Current supported contract:

the viewer server runs on the same machine as the operator console
the browser opens on that same machine
the base URL defaults to an account-local localhost port
PIPELINE_VIEWER_BASE_URL can override the host and port when needed

This local-only assumption removed a lot of confusion around hostname choice and stale environment-specific settings.

Current runtime assumptions are also account-local:

the viewer repo lives at the sibling path ../lerobot-dataset-visualizer
bun lives under ~/.bun/bin/bun
the viewer must already have a production build from data_pipeline/setup_viewer_env.sh

Why `Open Viewer` Owns Startup¶

The operator should not need to manually manage a separate viewer lifecycle for normal review.

That is why Open Viewer owns:

resolving the current published dataset target
ensuring the local dataset server is running
starting or restarting the viewer server if needed
opening the resolved episode URL

The setup script prepares the toolchain and production build. Runtime startup is still owned by the operator console.

In the current backend, Open Viewer also checks that the selected dataset's meta/info.json is actually reachable before treating the viewer as ready.

Why The Viewer Is Separate From Conversion¶

The viewer inspects published datasets. It does not define them.

That boundary matters because:

conversion should succeed without the viewer running
the viewer should not become a hidden dependency of raw recording
published datasets remain filesystem artifacts, not viewer-owned objects

Current Local Dataset Serving Model¶

The current local viewer integration uses two explicit local servers:

a generic viewer server from lerobot-dataset-visualizer
a read-only dataset server owned by spark-data-collection

The dataset server exposes published datasets directly from:

spark-data-collection/published/<dataset_id>

through the URL shape the viewer expects:

/datasets/local/<dataset_id>/resolve/main/...

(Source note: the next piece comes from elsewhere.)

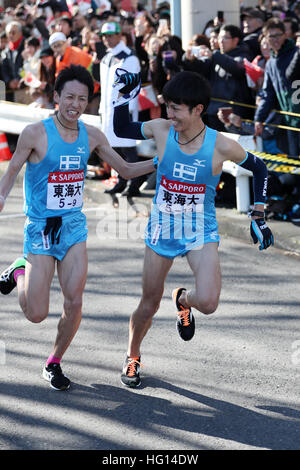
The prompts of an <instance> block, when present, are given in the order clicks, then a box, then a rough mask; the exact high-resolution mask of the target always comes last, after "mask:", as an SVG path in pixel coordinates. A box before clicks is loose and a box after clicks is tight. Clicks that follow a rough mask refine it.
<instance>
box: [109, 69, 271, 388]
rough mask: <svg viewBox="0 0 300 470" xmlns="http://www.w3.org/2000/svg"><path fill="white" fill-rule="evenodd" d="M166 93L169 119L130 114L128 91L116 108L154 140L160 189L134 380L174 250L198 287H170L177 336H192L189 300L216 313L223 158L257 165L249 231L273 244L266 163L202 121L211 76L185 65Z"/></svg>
mask: <svg viewBox="0 0 300 470" xmlns="http://www.w3.org/2000/svg"><path fill="white" fill-rule="evenodd" d="M119 82H121V83H123V84H124V83H125V84H126V86H127V88H126V91H127V92H129V91H130V92H132V91H133V90H134V87H136V86H137V84H138V77H137V76H135V75H133V74H126V73H125V74H123V75H121V76H120V77H119ZM130 85H131V87H130ZM131 88H132V89H133V90H132V89H131ZM120 91H122V90H120ZM163 97H164V100H165V103H166V106H167V112H168V118H169V119H168V120H165V119H155V120H152V121H149V122H145V123H138V122H131V121H130V119H129V115H128V106H126V102H125V100H126V96H125V97H124V96H123V97H121V98H120V100H121V101H122V100H123V104H122V106H117V107H116V108H115V113H114V131H115V133H116V134H117V135H118V136H119V137H128V138H136V139H147V138H149V139H150V138H153V139H154V140H155V143H156V146H157V157H156V161H157V180H156V192H155V197H154V200H153V209H152V212H151V215H150V219H149V223H148V227H147V230H146V239H145V241H146V249H145V260H144V272H143V295H142V298H141V301H140V303H139V305H138V307H137V309H136V310H135V312H134V313H133V315H132V316H131V319H130V326H129V344H128V351H127V356H126V359H125V362H124V366H123V371H122V374H121V381H122V382H123V384H124V385H127V386H129V387H137V386H138V385H140V383H141V379H140V373H139V371H140V354H141V352H140V346H141V343H142V340H143V338H144V336H145V335H146V333H147V331H148V329H149V328H150V326H151V322H152V317H153V315H154V314H155V313H156V312H157V310H158V308H159V304H160V301H161V298H162V295H163V290H164V281H165V279H166V276H167V274H168V272H169V270H170V268H171V266H172V263H173V260H174V258H175V257H176V256H178V255H186V257H187V261H188V263H189V265H190V267H191V270H192V272H193V274H194V278H195V288H194V289H191V290H187V289H186V288H184V287H179V288H177V289H174V291H173V300H174V303H175V306H176V310H177V323H176V324H177V329H178V332H179V335H180V337H181V338H182V339H183V340H185V341H188V340H190V339H191V338H192V337H193V335H194V331H195V320H194V317H193V314H192V310H191V309H192V307H194V308H195V309H197V310H198V311H200V312H202V313H204V314H211V313H213V312H214V311H215V310H216V309H217V307H218V303H219V296H220V291H221V269H220V262H219V255H218V244H219V243H218V242H219V235H218V229H217V221H216V217H215V203H214V199H215V192H216V186H217V184H218V182H219V176H220V174H221V172H222V167H223V163H224V161H225V160H232V161H234V162H236V163H237V164H240V165H242V166H243V167H245V168H247V169H249V170H251V171H252V172H253V177H254V178H253V181H254V197H255V203H254V209H255V210H254V211H253V213H252V221H251V225H250V227H251V235H252V238H253V241H254V243H257V242H258V241H259V242H260V249H266V248H268V247H269V246H270V245H271V244H273V236H272V233H271V231H270V229H269V228H268V227H267V225H266V223H265V221H264V202H265V196H266V190H267V169H266V166H265V164H264V163H263V161H262V160H260V159H259V158H256V157H255V156H254V155H252V154H250V153H248V154H246V152H245V151H244V149H243V148H242V147H241V146H240V145H239V144H238V143H236V142H235V141H233V140H232V139H229V138H228V137H225V136H224V135H222V134H220V133H219V132H216V131H214V130H213V129H210V128H208V127H206V126H205V124H204V123H203V121H202V114H203V113H204V112H205V111H206V109H207V106H208V104H209V101H210V86H209V84H208V82H207V81H206V80H205V79H204V78H203V77H201V76H200V75H198V74H196V73H192V72H180V73H178V74H176V75H175V76H174V77H173V78H172V79H171V80H170V81H169V82H168V83H167V84H166V86H165V88H164V90H163Z"/></svg>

And the backend starts the viewer with:

DATASET_URL=<dataset_base_url>/datasets

This keeps the dataset truth in one place and removes the hidden mirror state that previously lived inside the viewer repo.

By default, each Unix account gets its own local viewer port and its own local dataset-server port. That prevents the cross-account failure mode where two users on the same machine silently reuse the same localhost service.

Remaining Design Debt¶

The viewer path is cleaner now, but some real design debt remains:

the contract still spans two sibling repos
the frontend toolchain still introduces a separate per-account setup surface
the viewer is still adapted from a Hugging Face-oriented app rather than designed natively for this local pipeline

Design Rule¶

Any future viewer work should preserve these operator-facing truths:

Open Viewer is the one-click review entrypoint
the operator should not think about dataset-serving plumbing
published datasets remain the source artifact being reviewed

If the implementation changes later, those user-facing properties should stay.